Édition – Décembre 2007
J’ouvre la porte, le vent soufflait si fort que Thania est entrée dans le vestibule sans marcher. Elle portait des paquets qui la maintenaient en équilibre. « Tu viens d’aller faire tes courses? » -« Non, c’est pour toi, de la part de la famille Levchenko. Des surprises pour finir l’année en beauté. » – Beauté dites-vous! Tout est beau aujourd’hui : la neige, une douce émanation de bien-être, une cliente joyeuse et un sourire de lumière.
Ils ont tous ce sourire radieux dans cette famille d’origine ukrainienne, de Rosemont. Les filles ont les yeux bleus et les gars ont les cheveux blonds. Nadya et Serge ont les gènes robustes. Leurs enfants Thania et Greg en ont hérité, oxy-gène en bonus. Quand l’un d’eux arrive, il y a toujours un vent de fraîcheur dans ma salle de massage. Aujourd’hui, le vent a bon coeur. En gratouillant les papiers d’emballage, je découvre un pain rouge à la mélasse de betterave, une confiture de prunes au genièvre, un kutia aux noix et un pot de golubsi, cigares aux choux dans une sauce crémeuse à la tomate. Comme il est doux de recevoir! Je ne trouve pas les mots. Je m’exprime mieux en massant qu’en parlant. Thania essaye d’atténuer mon émoi : « Ce ne sont que des petites pensées, dit-elle, quand on pense à tout vos bons soins! »
Masseur de familles
Qu’elle est belle, cette sympathie familiale qui engendre cette chaleur humaine! Mes yeux flottent de gratitude. Je pense aux Gauthier qui ces derniers jours sont venus en rafale. Marie- Claude, la plus jeune, fût la première à venir se faire masser il y quelques années. Elle persuada son père de recevoir le premier massage de sa vie à 60 ans. Cela a disposé sa mère à renouer avec le massage, mais avec une attitude nouvelle, s’accorder du bon temps sans culpabiliser. Et le grand frère, pour ne pas être en reste, était venu avec nonchalance, mais ne rate plus aucune occasion pour se détendre. Il y a aussi les Gagnon qui sont venus l’un après l’autre, pour briser les sempiternelles litanies des malaises articulaires. Ils ont ainsi cessé de fixer sur les symptômes des générations précédentes.

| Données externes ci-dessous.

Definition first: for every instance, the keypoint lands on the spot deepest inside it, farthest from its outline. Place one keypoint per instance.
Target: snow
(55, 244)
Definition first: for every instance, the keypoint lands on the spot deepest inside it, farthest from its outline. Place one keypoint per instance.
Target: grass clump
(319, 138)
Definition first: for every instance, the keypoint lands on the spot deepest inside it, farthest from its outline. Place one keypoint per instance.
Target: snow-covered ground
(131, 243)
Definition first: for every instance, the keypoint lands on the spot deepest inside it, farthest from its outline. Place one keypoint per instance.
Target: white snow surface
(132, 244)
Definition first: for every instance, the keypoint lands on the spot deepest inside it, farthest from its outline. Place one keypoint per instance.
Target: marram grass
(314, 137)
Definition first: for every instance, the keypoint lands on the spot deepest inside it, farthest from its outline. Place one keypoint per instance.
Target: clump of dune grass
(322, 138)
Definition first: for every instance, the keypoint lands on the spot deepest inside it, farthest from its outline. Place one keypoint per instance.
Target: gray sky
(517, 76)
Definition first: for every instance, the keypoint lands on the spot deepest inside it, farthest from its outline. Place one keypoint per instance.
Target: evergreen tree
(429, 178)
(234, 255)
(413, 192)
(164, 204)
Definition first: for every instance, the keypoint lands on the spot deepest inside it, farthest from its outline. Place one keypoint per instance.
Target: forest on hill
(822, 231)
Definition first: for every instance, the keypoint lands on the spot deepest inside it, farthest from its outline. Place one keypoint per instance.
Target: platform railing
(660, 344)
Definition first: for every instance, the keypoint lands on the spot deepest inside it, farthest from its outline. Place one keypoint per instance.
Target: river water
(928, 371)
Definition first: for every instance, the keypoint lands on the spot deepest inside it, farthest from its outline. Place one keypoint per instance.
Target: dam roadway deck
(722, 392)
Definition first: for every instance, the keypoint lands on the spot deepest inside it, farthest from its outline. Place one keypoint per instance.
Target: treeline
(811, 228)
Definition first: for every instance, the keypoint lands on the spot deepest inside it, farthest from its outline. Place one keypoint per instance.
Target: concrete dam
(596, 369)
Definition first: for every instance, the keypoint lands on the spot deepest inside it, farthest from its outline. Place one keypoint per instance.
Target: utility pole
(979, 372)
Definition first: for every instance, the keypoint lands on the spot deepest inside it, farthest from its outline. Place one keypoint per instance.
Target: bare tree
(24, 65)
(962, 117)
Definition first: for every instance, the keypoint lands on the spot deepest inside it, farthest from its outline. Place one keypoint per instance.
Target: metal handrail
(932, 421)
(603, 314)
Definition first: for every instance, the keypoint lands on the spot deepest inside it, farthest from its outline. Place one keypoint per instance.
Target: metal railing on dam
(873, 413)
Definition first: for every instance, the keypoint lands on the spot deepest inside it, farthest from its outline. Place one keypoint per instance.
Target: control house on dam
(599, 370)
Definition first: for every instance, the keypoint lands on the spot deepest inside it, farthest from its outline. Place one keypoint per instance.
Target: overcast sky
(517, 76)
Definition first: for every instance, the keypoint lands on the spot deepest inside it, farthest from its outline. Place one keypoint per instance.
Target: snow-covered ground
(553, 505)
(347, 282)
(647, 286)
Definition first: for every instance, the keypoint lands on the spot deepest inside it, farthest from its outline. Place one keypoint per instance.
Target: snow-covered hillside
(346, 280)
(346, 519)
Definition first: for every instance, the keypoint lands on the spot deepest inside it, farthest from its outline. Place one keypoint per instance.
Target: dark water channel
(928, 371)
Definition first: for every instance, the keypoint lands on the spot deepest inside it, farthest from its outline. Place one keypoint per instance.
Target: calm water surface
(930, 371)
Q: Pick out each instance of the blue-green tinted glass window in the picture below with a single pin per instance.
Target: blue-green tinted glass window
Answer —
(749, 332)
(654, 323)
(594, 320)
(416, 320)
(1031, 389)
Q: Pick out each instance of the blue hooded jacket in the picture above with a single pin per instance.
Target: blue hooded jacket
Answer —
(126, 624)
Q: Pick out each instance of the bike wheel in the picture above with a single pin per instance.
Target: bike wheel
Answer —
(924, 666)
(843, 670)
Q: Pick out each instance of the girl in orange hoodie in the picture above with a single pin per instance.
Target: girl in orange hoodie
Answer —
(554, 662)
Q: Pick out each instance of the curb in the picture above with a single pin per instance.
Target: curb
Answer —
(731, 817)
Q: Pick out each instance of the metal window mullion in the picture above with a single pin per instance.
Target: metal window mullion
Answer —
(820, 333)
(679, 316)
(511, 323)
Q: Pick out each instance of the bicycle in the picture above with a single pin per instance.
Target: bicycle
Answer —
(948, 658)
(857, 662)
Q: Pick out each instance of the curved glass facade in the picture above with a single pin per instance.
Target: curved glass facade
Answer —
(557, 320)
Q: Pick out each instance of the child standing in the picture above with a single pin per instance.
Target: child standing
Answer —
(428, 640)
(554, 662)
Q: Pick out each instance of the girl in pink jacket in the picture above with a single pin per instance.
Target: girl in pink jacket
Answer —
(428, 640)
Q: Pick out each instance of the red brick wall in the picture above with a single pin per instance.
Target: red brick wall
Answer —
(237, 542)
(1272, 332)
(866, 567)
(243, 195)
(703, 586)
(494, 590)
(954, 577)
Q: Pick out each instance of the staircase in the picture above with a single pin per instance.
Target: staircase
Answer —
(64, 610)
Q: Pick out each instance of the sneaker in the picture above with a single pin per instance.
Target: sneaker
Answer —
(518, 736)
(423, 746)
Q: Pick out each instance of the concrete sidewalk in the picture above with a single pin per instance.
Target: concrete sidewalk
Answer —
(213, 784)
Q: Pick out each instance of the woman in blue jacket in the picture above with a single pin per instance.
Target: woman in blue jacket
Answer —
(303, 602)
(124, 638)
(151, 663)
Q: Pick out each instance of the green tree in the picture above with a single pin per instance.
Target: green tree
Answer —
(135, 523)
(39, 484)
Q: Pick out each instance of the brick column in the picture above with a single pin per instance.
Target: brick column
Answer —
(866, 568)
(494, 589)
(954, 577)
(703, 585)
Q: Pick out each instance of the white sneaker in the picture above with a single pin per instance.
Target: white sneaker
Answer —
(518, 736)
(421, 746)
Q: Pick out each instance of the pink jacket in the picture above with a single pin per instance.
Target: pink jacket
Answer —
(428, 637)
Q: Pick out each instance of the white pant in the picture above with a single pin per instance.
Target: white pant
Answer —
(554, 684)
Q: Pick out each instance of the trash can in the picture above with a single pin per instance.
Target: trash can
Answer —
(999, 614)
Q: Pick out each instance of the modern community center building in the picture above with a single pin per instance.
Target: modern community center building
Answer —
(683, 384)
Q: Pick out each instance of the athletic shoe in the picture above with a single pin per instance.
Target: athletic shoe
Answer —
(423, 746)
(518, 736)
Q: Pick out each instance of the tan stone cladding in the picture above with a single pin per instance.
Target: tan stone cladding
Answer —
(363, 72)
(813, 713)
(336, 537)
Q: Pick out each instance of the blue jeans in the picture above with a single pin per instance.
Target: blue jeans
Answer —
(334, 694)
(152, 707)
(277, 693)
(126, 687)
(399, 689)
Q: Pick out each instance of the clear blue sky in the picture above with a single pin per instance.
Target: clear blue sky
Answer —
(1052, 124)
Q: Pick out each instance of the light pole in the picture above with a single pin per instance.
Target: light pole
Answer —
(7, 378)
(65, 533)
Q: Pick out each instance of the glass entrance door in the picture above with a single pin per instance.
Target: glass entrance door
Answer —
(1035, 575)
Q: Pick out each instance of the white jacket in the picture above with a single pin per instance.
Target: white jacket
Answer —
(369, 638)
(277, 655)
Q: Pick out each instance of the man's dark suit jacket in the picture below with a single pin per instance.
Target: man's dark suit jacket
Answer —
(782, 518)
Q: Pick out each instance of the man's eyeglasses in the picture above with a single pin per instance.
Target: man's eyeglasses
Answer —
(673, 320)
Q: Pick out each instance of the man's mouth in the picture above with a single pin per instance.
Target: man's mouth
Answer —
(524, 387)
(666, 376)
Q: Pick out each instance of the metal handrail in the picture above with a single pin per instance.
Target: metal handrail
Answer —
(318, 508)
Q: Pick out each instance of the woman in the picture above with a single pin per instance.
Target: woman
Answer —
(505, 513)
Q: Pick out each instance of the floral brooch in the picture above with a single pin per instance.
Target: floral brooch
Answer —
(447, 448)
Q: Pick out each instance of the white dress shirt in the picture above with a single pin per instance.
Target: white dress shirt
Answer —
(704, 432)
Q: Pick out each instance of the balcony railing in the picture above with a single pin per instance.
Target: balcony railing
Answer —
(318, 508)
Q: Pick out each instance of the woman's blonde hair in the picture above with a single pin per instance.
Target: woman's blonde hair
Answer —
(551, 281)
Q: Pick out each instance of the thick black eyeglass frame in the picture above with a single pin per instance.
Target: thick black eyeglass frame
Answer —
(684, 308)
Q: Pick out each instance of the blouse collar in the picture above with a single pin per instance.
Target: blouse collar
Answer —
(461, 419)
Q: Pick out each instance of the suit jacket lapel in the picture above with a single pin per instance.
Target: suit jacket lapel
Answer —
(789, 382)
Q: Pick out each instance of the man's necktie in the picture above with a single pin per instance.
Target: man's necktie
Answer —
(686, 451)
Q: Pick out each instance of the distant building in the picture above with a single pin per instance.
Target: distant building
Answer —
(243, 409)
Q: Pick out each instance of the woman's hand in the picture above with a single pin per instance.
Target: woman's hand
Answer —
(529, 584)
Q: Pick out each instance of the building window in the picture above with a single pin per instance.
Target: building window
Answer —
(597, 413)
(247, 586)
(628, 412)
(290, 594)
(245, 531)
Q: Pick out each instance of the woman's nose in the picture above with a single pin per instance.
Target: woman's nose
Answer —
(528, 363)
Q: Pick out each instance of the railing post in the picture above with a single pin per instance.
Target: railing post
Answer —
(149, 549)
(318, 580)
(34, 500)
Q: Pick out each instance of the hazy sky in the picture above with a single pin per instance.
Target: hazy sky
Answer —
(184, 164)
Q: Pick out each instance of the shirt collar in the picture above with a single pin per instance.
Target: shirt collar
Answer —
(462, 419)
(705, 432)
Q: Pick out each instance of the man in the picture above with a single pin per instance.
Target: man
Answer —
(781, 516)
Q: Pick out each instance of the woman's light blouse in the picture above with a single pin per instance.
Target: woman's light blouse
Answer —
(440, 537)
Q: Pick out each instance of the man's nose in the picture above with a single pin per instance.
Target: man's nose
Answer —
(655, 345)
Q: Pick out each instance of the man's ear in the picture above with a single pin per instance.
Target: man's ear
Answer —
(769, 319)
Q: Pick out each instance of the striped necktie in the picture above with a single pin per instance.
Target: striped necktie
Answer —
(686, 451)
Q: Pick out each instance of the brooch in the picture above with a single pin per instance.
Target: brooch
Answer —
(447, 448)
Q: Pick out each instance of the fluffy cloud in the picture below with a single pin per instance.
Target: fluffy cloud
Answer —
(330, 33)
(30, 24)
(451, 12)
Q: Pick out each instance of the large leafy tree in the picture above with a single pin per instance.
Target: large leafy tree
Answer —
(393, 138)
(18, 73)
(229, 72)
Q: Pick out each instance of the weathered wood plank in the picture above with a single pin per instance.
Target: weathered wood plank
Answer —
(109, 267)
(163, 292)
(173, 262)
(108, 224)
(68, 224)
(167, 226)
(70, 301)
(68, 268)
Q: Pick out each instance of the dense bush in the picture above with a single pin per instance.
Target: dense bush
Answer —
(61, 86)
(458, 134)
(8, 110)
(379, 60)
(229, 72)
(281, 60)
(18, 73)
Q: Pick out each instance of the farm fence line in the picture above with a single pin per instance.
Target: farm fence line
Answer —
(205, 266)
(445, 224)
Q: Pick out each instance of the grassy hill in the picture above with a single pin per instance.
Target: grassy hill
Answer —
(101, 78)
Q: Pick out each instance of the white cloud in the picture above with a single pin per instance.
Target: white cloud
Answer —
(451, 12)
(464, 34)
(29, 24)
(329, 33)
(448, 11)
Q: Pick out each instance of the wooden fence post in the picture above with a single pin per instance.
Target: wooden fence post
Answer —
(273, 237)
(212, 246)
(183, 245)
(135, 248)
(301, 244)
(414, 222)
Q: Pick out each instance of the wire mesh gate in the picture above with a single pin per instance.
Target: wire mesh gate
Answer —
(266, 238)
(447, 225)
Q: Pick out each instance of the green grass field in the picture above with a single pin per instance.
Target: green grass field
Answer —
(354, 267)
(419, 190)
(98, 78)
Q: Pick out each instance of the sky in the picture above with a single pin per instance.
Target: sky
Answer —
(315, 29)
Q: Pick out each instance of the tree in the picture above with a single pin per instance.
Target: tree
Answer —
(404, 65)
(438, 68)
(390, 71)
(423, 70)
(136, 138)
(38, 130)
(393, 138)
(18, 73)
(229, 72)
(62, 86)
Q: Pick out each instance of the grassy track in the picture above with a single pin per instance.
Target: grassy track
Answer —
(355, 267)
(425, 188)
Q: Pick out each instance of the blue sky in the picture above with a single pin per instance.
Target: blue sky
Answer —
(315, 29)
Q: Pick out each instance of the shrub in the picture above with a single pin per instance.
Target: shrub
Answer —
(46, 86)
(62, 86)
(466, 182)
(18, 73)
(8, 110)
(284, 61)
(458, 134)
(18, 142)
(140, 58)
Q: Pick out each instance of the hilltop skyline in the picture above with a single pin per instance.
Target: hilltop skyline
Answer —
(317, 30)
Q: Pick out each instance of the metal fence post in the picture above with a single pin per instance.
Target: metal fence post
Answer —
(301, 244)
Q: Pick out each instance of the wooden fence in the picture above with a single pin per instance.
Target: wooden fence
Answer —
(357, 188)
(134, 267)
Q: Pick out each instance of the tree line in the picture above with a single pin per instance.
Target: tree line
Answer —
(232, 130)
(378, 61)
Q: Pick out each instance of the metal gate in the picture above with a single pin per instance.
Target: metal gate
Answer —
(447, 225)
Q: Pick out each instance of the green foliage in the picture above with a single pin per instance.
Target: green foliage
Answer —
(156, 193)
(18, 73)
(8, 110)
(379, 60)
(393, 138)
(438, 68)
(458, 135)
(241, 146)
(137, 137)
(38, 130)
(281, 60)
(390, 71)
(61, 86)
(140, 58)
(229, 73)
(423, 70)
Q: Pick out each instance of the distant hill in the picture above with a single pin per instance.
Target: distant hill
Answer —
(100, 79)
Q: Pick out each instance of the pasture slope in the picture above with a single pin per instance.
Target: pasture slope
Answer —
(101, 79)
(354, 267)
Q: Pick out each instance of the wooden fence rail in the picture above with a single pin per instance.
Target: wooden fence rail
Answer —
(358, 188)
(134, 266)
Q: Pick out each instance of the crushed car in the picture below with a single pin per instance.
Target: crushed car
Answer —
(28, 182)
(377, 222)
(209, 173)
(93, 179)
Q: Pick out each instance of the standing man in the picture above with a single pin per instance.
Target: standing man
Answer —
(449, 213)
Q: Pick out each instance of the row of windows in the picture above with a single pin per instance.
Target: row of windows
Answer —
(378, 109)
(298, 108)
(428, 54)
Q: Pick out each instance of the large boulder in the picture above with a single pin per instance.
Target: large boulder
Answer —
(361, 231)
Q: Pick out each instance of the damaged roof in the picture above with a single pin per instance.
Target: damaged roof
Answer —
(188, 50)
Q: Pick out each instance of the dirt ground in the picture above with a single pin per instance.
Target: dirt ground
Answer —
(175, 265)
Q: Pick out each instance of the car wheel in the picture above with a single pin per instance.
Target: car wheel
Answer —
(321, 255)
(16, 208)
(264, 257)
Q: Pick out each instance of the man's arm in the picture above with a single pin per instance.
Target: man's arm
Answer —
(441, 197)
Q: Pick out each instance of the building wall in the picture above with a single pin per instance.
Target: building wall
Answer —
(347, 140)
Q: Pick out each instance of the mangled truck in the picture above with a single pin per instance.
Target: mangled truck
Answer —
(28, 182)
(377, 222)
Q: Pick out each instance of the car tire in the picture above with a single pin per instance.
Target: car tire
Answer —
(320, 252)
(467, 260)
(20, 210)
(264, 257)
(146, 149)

Thania profite de la séance de déballage pour raconter : «Quand nous habitions tous à la maison, et que ça bavardait massage, nous parlions de la relation de nos faiblesses avec nos défauts; mes entorses faciles avec mes reins paresseux, l’asthme de ma mère avec ses excès d’épices, la calvitie de mon père avec sa vésicule engorgée, les saignements de nez de mon frère avec ses problèmes de gros intestin… Avec le temps et surtout depuis qu’on ne se rencontre qu’à tous les deux dimanches, la famille s’entretient à la manière du massothérapeute. Nous parlons non seulement des signaux qui émergent du corps mais des solutions qui y succèdent. De ces sensations qui indiquent les modulations d’une zone en reconstruction. Je ne suis plus sceptique à propos de mes malaises. Je suis plutôt réconfortée par, ce que j’interprète maintenant comme, ces transitions vers le mieux-être. »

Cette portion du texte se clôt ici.